Monday, June 16, 2014

Window on Eurasia: Putin’s War in Ukraine Marks Rebirth of Stalinism in Russia, Chubais Says



Paul Goble

            Staunton, June 16 – The Russian authorities have unleashed and are conducting a war in Ukraine, “a new type of war without declaration or a front line” and one that is simultaneously “destroying all official Soviet and post-Soviet myths and clarifying the real nature of the political regime in Russia,” according to Igor Chubais.

            Chubais, a Moscow professor and commentator and the elder brother of UES head Anatoly Chubais, says in a blog post yesterday that as a result of what Putin is doing in Ukraine, “everyone must understand that a reborn and updated Stalinist regime is operating in Russia” (aboutru.com/2014/06/i7333/).

            Many people in both Russia and the West do want to believe that and continue to place their faith in three key myths that the events in Ukraine show are no longer true.  First, the Russian invasion has destroyed the long cultivated myth about the Great Fatherland War which includes the notions that war is “impermissible” and those who launch one are guilty of “crimes against human nature.”

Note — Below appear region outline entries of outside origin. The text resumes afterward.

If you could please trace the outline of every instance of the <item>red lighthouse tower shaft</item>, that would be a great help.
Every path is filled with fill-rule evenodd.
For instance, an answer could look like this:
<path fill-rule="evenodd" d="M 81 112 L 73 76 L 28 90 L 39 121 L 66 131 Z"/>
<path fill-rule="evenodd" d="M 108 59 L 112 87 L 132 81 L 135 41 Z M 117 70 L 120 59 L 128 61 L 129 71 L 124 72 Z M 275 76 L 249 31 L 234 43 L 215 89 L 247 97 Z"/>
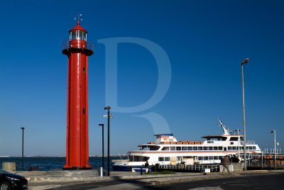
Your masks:
<path fill-rule="evenodd" d="M 88 137 L 88 56 L 87 30 L 77 26 L 63 43 L 62 53 L 68 56 L 66 163 L 64 169 L 91 169 Z"/>

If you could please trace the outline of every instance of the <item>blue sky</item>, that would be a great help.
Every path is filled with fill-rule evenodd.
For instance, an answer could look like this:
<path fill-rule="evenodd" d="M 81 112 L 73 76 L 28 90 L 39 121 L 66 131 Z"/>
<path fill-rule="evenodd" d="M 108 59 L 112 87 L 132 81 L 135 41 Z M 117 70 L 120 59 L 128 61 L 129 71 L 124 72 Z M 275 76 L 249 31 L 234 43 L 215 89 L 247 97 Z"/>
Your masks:
<path fill-rule="evenodd" d="M 278 148 L 284 148 L 283 1 L 1 0 L 0 5 L 0 155 L 21 154 L 22 126 L 26 155 L 65 155 L 67 57 L 62 42 L 78 11 L 95 47 L 89 59 L 90 155 L 101 153 L 97 125 L 106 123 L 105 106 L 114 107 L 114 154 L 153 141 L 154 131 L 168 132 L 167 126 L 184 140 L 221 133 L 218 117 L 241 128 L 246 57 L 251 59 L 244 66 L 247 139 L 273 148 L 273 129 Z M 119 44 L 117 57 L 106 55 L 106 40 L 121 38 L 133 43 Z M 163 65 L 133 39 L 160 48 L 166 55 L 159 54 L 160 60 L 169 62 Z M 106 67 L 109 59 L 116 69 Z M 106 80 L 113 72 L 117 79 Z M 114 84 L 117 105 L 106 98 L 114 98 L 106 89 Z M 150 99 L 158 86 L 165 89 L 158 90 L 160 99 L 131 109 Z"/>

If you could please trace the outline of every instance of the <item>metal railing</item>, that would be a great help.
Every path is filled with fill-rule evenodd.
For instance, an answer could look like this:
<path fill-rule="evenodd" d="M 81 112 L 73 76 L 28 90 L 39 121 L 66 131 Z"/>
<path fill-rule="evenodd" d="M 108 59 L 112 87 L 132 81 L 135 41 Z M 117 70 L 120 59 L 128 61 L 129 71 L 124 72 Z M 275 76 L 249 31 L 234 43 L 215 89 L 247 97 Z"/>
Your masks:
<path fill-rule="evenodd" d="M 78 40 L 78 42 L 80 42 Z M 82 49 L 87 49 L 87 50 L 90 50 L 92 51 L 94 51 L 94 44 L 89 41 L 87 41 L 86 47 L 84 47 L 84 45 L 81 44 L 81 43 L 78 43 L 77 47 L 76 48 L 73 48 L 70 46 L 70 40 L 66 40 L 65 41 L 62 42 L 62 50 L 66 50 L 66 49 L 69 49 L 69 48 L 82 48 Z"/>

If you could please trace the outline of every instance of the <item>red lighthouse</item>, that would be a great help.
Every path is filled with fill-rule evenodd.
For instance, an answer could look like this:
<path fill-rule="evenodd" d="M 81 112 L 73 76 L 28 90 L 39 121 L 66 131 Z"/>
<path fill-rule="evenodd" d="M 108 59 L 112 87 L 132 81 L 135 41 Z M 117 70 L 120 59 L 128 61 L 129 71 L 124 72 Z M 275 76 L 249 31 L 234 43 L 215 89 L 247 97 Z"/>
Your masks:
<path fill-rule="evenodd" d="M 91 169 L 88 137 L 88 57 L 94 46 L 87 42 L 87 30 L 77 26 L 63 42 L 62 53 L 68 56 L 66 163 L 63 169 Z"/>

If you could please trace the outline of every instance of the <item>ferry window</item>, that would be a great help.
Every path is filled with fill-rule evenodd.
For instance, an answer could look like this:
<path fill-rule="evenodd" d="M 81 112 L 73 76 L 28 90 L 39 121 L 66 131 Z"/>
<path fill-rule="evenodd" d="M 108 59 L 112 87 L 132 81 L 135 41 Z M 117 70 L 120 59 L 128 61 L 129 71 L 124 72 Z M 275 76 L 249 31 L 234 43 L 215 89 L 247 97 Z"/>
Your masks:
<path fill-rule="evenodd" d="M 170 150 L 170 147 L 163 147 L 162 148 L 162 150 Z"/>
<path fill-rule="evenodd" d="M 238 141 L 239 138 L 231 138 L 230 141 Z"/>
<path fill-rule="evenodd" d="M 159 160 L 159 162 L 164 161 L 164 157 L 158 157 L 158 160 Z"/>
<path fill-rule="evenodd" d="M 159 148 L 159 146 L 150 146 L 150 150 L 158 150 Z"/>

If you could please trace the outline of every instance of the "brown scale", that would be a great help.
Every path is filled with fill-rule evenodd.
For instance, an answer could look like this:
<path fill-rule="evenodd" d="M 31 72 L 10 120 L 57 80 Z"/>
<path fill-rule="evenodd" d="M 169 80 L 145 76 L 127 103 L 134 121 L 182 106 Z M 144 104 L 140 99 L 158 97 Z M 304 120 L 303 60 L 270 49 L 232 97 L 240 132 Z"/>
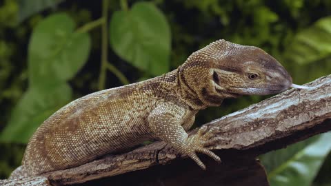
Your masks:
<path fill-rule="evenodd" d="M 220 161 L 205 147 L 217 141 L 210 139 L 217 128 L 201 127 L 188 136 L 199 110 L 225 98 L 280 92 L 291 84 L 286 70 L 262 50 L 213 42 L 169 73 L 94 92 L 60 109 L 30 138 L 12 178 L 79 166 L 152 139 L 169 143 L 205 169 L 197 153 Z"/>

            Second, the Russian war in Ukraine has “completely destroyed the myth about ‘the fraternal Ukrainian people.’” Russia for a long time into the future “will not have any brothers or any friends.” It may be that Russians will be able at some point to be friends with Germans or Chinese, but they will never again do so with Ukrainians.

            And third, Putin’s Ukrainian actions have destroyed “the myth about present-day Russia as an Orthodox state.” According to Chubais, “Orthodox do not shoot at Orthodox!”  But the Russian Orthodox Church has not tried to distance itself from the fighting or call for its end. Instead, “Orthodoxy has been transformed into an instrument of official policy.”

            The Russian media have helped in this process, he continues.  They have “completely ceased to fulfill the function of informing citizens” and instead become “a direct and open megaphone of the terrorist organizations ‘the Donetsk Peoples Republic’ and ‘the Luhansk Peoples Republic.’”

            Indeed, Chubais argues, “there are no more mass media outlets in Russia; [[instead,] there have been restored the means of mass agitation and propaganda which existed in the USSR.”  And the situation is worse because Western broadcasts to Russia are to a large extent no longer heard.

            These acts of destruction, he continues, “mean the destruction of all the rest of the official myths constructed on the basis of them and the draining of any meaning from any declaration by the authorities.”  Nothing, not the constitution, not a legal state, not the ban on censorship any longer has any meaning.

            And there has been another revenant from the Stalinist past, he continues, the appearance of “’useful idiots’” in the West like Marie Le Pen in France or the German parliamentarian who talked about “fascists in the Maidan.” 

            Given all this, both Russians and people in the West should recognize this new reality and take appropriate measures, and the Ukrainians should not pay a single penny of their gas “debt” to Russia. “Paying for one’s own destruction is,” Chubais concludes, “something more than absurd.”